Read Aloud Program is a proud product of Hawaii


We all want our kids to get a good start, in education and in life. Those of us who support public education recognize that teachers and administrators are facing increasingly complex demands, often with diminishing resources. We have to realize the schools just can’t do all the work.

In his State of the Union address on Jan. 25, President Barack Obama said:

"The question is whether all of us — as citizens, and as parents — are willing to do what’s necessary to give every child a chance to succeed. That responsibility begins not in our classrooms, but in our homes and communities. It’s family that first instills the love of learning in a child. Only parents can make sure the TV is turned off and homework gets done."

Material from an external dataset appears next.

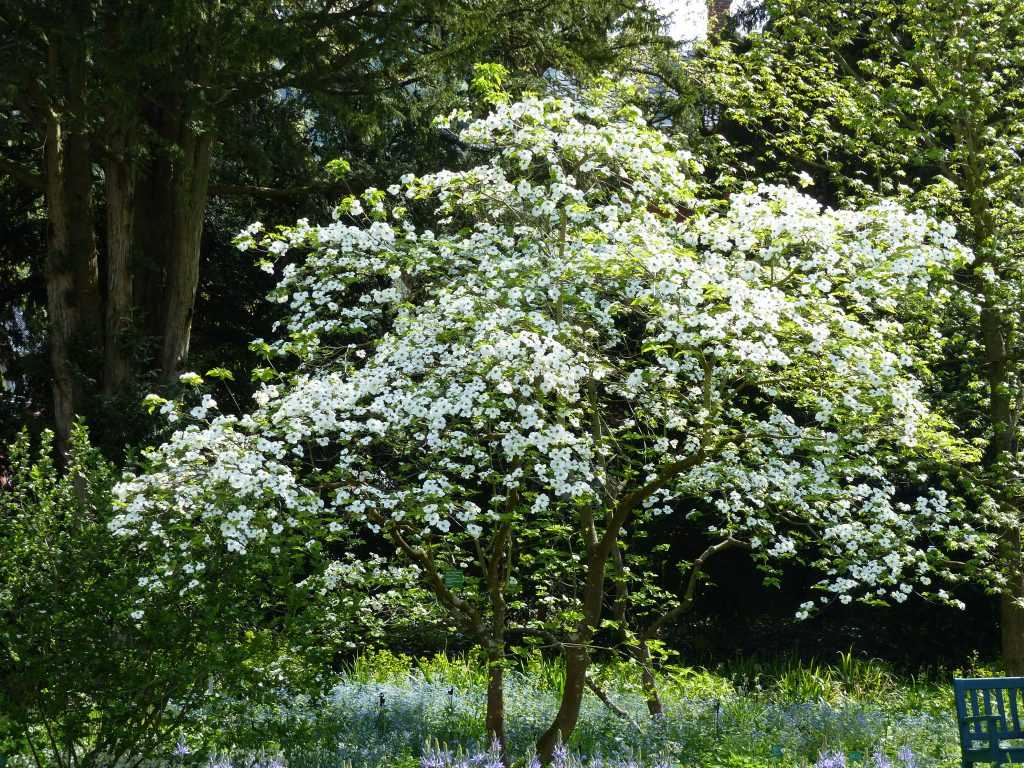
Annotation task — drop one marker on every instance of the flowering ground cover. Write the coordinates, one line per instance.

A program in Hawaii has been saying that — and more important, doing something about it — for the past 12 years. Parents are a child’s first and lasting teachers. Think about it: A child spends 900 hours in school and 7,800 hours outside school (educator/author Jim Trelease, 2007). If we are going to make positive changes in education, we have to extend the goals of the classroom into the home.

A lot of parents do everything they can to help their children learn. Others feel it’s the school’s job. Some parents don’t know what to do, and many simply don’t feel they have the time.

How can we stimulate more parents to become active participants in their children’s learning?

In Hawaii, there’s a popular program called RAP, the Read Aloud Program. RAP is the brainchild of local businessman Jed Gaines, founder of the nonprofit Read Aloud America, whose mission is to build communities of lifetime readers.

Every other week during a school semester, RAP brings out an average of 350 adults and children to socialize, play games, listen to stories and share pizza. But what they’re mostly doing is learning about the joy and power of reading. Yes, reading.

At some schools, where back-to-school nights attract only a handful of parents, RAP brings in standing-room-only crowds. At one Leeward school, parents brought beach chairs to sit outside the windows of an overstuffed cafeteria so they could hear the RAP trainer talk. At another school, families spread blankets and sat on the school lawn because the cafeteria was too small to hold the 700-plus audience. Since its creation in 1999, RAP has served a cumulative audience of more than 240,000 adults and children.

RAP was founded to inspire families to read, but it does much more. It strengthens bonds between parents and children and opens channels of communication between schools and homes. Whole families participate: kids plus their parents, tutus and grandfathers, aunties and uncles, guardians, cousins and calabash relatives. They share an evening of fun and fulfillment that is increasingly rare. Where else can a family go to have fun together, for free? And, by the way, learn about books, get tips about reading and learning together, and reinforce shared values?

RAP is an example of how a simple thing like reading and spending time together as a family can energize education and improve the lives of our kids. We should be proud that such a program originated here in Hawaii.